Dear Santa,
This year has been a really important one for social business, specifically at the intersection of social, bigdata, and analytics. We have seen the conversation change from the superficial (ala Facebook for the Enterprise) to the profound (ala cultural and business process transformation). However despite the conversation moving in the right direction, we are still seeing progress sluggish and measurable ROI is tricky at best. Therefore, this Christmas I would like you to bring me, and the entire social business community:
- Increased success in breaking down silos
When I think of silos on the Internet, its all about the plethora of social networks that are springing up all over the place. However in the enterprise its way more interesting as in addition we have a whole ecosystem of enterprise applications that are themselves silos; silos which we all believe could be bridged to some level through social integration. However thus far most of what I see is superficial at best, at least as seen through my analytics-tinted glasses. Since people are the single integration point across all business applications, this people/social layer (if it captures both actions & interactions) can break down business silos in a way that a purely data integration approach cannot. To leverage the value of this social layer (The Social Graph) we need more than integration on the glass (such as Activity Streams) or even integration at the content & meta-data level (such as file sharing, commenting, recommending, tagging, etc.). To realize the operational efficiencies and business insights we anticipate social will bring, we need to move analytics from the purely transactional (operations-centric) to the interactional (people-centric). Which brings me to my next request.

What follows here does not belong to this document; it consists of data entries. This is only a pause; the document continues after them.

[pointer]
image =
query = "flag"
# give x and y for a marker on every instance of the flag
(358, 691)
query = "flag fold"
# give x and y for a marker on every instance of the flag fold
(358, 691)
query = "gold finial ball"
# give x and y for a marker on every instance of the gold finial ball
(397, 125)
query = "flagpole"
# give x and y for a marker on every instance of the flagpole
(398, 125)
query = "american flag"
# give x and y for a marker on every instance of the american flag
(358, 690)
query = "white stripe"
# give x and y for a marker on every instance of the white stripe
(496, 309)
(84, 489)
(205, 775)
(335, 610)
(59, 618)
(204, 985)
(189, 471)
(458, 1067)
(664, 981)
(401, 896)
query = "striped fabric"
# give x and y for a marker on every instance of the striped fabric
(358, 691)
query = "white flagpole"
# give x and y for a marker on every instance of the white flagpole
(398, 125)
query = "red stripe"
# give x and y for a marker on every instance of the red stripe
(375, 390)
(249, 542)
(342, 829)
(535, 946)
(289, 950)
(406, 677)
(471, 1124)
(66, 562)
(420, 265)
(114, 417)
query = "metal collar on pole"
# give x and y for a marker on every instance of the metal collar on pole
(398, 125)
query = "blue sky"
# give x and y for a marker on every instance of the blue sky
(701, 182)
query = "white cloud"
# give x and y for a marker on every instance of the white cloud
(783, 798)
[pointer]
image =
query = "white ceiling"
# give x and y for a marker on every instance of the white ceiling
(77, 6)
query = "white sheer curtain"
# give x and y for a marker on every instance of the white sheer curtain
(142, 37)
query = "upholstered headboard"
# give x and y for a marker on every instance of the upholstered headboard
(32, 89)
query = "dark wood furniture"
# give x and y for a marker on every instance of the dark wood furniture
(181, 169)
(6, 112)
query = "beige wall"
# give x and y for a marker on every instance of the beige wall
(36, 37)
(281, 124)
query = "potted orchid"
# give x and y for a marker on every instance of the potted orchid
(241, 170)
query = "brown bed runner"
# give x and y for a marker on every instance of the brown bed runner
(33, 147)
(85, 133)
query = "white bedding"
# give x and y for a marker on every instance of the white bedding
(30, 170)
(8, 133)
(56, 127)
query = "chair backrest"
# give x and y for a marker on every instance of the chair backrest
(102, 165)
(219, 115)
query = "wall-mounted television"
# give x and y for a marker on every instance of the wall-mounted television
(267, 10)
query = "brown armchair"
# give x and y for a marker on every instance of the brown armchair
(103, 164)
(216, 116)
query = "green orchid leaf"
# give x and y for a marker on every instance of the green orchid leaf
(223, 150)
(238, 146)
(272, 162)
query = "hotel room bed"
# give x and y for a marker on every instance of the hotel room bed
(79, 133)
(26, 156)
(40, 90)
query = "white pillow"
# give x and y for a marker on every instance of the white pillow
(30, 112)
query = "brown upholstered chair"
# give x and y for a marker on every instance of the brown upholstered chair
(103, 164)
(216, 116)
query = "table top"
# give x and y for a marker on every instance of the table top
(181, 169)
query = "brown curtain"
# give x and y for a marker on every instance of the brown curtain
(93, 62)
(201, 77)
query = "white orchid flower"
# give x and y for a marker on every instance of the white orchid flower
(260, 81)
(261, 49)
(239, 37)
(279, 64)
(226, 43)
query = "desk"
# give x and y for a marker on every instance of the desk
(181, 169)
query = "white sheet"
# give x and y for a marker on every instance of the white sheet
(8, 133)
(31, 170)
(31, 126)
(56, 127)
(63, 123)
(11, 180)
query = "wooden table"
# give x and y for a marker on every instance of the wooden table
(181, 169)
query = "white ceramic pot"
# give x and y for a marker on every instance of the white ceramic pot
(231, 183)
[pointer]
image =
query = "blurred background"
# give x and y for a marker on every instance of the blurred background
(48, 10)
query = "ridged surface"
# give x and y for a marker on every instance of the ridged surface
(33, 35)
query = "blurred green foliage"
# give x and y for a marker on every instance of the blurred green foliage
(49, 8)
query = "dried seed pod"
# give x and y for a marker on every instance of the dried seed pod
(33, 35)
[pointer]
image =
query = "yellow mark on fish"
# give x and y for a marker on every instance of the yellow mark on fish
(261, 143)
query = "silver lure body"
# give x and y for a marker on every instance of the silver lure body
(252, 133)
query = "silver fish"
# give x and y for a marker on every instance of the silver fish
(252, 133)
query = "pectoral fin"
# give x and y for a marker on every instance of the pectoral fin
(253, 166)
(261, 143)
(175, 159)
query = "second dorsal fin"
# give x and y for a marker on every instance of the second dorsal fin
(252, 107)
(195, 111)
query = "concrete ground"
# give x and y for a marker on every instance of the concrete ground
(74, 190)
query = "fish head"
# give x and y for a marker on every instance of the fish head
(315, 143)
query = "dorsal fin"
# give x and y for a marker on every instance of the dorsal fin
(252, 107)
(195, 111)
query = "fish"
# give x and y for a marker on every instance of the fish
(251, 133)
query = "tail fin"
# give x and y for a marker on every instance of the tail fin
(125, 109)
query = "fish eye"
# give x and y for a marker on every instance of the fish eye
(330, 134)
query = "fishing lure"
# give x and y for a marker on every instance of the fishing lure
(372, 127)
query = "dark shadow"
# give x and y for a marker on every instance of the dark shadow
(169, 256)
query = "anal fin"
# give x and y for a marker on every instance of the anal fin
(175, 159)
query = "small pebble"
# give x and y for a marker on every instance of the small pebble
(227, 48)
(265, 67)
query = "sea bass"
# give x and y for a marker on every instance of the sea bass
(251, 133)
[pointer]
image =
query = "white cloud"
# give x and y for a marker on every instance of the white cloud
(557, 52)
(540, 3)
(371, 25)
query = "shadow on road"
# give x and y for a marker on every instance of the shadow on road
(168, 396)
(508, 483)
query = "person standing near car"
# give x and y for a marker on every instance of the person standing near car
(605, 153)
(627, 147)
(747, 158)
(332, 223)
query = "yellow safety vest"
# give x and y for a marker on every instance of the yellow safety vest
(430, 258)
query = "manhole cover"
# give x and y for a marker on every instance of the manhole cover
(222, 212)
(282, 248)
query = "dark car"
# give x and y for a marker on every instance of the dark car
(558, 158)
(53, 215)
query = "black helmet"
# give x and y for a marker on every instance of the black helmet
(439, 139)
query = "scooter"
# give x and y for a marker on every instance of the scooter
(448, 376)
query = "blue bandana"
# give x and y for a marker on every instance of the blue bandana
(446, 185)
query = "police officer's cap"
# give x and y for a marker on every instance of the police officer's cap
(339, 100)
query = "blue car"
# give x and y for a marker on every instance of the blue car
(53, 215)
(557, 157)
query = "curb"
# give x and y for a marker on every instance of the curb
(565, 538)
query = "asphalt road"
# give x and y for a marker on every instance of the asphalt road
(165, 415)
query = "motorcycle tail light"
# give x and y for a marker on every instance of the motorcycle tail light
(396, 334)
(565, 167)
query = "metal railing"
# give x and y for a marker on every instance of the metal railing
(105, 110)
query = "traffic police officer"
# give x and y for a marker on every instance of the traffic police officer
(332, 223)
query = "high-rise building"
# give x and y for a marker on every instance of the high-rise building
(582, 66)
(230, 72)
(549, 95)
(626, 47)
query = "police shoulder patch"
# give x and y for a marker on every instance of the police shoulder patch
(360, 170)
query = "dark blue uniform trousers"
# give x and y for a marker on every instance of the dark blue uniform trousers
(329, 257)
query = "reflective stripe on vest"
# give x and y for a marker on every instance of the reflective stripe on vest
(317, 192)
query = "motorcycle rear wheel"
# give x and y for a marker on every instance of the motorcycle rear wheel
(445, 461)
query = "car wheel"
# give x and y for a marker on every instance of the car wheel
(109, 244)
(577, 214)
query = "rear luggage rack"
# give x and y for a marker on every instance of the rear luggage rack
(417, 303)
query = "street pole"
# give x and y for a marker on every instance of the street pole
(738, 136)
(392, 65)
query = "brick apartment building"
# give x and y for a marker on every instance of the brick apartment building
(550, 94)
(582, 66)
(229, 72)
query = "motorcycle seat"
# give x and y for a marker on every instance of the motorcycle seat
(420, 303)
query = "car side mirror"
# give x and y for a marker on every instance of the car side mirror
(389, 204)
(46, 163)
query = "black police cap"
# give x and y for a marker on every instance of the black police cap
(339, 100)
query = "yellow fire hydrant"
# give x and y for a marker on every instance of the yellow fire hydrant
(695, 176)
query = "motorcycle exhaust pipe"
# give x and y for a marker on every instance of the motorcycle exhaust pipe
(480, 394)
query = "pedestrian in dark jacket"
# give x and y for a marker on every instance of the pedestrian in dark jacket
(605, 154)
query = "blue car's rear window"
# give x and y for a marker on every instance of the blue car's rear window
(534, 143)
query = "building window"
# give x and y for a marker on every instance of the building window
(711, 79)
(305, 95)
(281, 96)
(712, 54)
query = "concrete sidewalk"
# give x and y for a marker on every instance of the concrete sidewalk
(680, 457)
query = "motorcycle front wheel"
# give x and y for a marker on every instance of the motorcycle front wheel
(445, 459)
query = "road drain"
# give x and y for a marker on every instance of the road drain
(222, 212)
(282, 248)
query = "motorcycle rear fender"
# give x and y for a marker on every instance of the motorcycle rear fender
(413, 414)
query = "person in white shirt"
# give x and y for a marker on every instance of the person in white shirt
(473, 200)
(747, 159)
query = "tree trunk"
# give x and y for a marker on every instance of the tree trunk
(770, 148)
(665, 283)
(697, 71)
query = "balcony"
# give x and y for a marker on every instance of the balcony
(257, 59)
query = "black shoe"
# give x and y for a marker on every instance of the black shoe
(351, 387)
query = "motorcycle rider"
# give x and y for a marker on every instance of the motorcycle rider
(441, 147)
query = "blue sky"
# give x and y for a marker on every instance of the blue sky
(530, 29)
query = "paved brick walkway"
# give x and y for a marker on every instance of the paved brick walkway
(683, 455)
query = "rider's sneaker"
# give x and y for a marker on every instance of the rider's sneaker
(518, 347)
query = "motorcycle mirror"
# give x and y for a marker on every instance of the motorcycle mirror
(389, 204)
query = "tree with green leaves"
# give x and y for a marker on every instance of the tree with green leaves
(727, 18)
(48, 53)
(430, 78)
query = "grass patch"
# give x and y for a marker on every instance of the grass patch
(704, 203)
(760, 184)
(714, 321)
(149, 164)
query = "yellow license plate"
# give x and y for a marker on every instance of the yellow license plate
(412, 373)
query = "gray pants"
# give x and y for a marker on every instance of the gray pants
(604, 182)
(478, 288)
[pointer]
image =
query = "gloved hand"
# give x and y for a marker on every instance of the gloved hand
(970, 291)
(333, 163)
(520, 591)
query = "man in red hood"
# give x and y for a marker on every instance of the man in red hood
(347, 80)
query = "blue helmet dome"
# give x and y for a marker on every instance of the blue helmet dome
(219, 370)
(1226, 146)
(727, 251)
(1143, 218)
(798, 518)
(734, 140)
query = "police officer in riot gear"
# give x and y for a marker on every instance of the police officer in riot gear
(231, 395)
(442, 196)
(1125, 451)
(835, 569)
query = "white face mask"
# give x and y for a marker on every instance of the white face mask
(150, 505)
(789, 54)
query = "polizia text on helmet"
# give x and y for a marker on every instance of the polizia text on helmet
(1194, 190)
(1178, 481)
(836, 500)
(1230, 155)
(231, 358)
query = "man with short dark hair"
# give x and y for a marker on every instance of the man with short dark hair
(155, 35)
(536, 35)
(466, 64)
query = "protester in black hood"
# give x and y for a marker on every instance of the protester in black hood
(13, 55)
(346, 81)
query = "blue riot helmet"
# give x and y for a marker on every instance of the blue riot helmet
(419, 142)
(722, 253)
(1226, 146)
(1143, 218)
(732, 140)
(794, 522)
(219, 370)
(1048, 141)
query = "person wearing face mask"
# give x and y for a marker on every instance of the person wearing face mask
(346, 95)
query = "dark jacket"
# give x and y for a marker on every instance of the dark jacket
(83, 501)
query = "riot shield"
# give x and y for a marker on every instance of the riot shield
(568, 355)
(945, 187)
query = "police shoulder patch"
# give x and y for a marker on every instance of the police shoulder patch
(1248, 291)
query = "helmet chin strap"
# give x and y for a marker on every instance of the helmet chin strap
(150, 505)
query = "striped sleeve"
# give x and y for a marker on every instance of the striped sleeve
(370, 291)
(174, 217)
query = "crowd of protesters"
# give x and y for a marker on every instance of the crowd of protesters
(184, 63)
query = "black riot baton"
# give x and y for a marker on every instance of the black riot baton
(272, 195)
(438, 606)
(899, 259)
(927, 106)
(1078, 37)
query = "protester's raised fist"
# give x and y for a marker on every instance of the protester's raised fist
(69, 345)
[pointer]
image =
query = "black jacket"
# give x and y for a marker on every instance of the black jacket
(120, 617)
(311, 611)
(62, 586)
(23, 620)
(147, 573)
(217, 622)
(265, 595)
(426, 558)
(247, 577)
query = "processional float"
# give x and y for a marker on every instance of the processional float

- Prioritization of The Social Graph as a persistent knowledge store
While the social graph has the potential to become the unifying layer bridging the gap between “systems of record” and “systems of engagement”, it will only do this if it becomes a persistent store that applications can read, write, analyze, and visualize. GraphDBs have become one the hottest new technology areas in 2012, but I would really like to see them become a more pervasive building block of the social business. I want to see the social graph become a key piece of infrastructure on which we can apply a whole range of analytics and build a new generation of people-centric applications that leverage the collective intelligence of the enterprise and beyond. Which brings me to my third and final request.
- An end to the obsession with sentiment and influence analysis
Coming from a text analytics background (I built my first Twitter sentiment and influence analysis application 3+ years ago) I am intimately familar with this challenge and appreciate its value. However I feel that its totally hijacked the social analytics topic over the last few years to the detriment of the enterprise. Sentiment & influence is important for Marketing departments (although I tend to think of sentiment as a bit of a sledgehammer, and influence as a bit of a fuzzy and unproven science), but less so to the rest of the business. I’d like to see increased focus on some of the other types of social analytics specifically to address challenges such as personal productivity and organizational analytics. There is a big bad world of analytics out there, and we should be maximizing all of it!
Thanks Santa for always bringing me great Christmas presents. I hope you have a safe journey from the North Pole and I promise to have a nice treat waiting you and Rudolf.